Regime switches in time series
Rosario Barone (Assistant Professor of Statistics)
Stefano Peluso (Full Professor of Statistics)
Department of Statistical Sciences, Università Cattolica del Sacro Cuore
Abstract
Part I - Rosario Barone
We propose an efficient Bayesian framework for inference in continuous-time point processes modulated by latent semi-Markov dynamics. Unlike Markov-modulated Poisson processes, which impose exponential sojourn times and hence memoryless regime durations, the proposed approach accommodates flexible duration dependence while retaining exact likelihood-based inference. The method relies on a path augmentation strategy that combines a semi-Markov forward–filtering backward–sampling recursion on a sparse time grid with a Metropolis–Hastings update based on uniformization to reconstruct continuous-time latent trajectories.

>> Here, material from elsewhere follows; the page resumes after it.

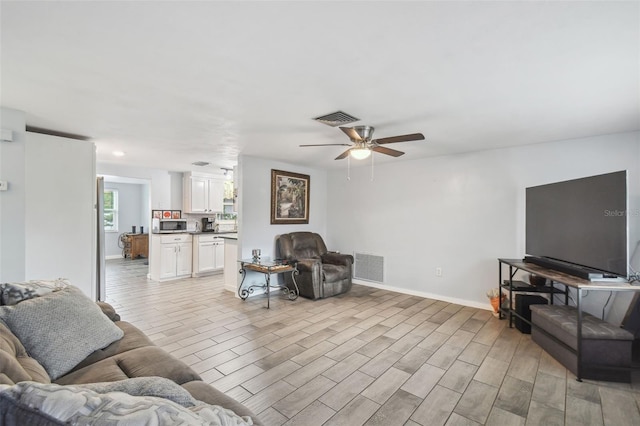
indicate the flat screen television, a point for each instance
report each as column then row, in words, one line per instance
column 580, row 226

We show that, under a Gamma specification for sojourn times, the semi-Markov model nests the Markov case as a limiting scenario, in which the sampler degenerates to an exact Gibbs update. Simulation studies demonstrate accurate recovery of latent paths and parameters with favorable computational performance. An application to extreme volatility events in S&P 100 stocks illustrates the empirical relevance of duration-dependent regime dynamics and highlights the informational gains relative to Markov specifications.
Part II - Stefano Peluso
We study Bayesian inference for structural breaks in vector autoregressive (VAR) models, where both contemporaneous and dynamic interdependencies complicate regime identification. Within this framework, we extend the asymptotic analysis of Shimizu (2022) to multiple dependent series and establish conditions under which the posterior distribution of the change-point location under conjugate priors asymptotically concentrates on the true break. Consistency is further demonstrated for non-conjugate priors, and the results are extended to multiple change-points under controlled overlaps between estimated and true regimes. Simulation studies confirm the accurate recovery of structural breaks, and empirical applications to U.S. macroeconomics data illustrate the method’s advantages over existing approaches.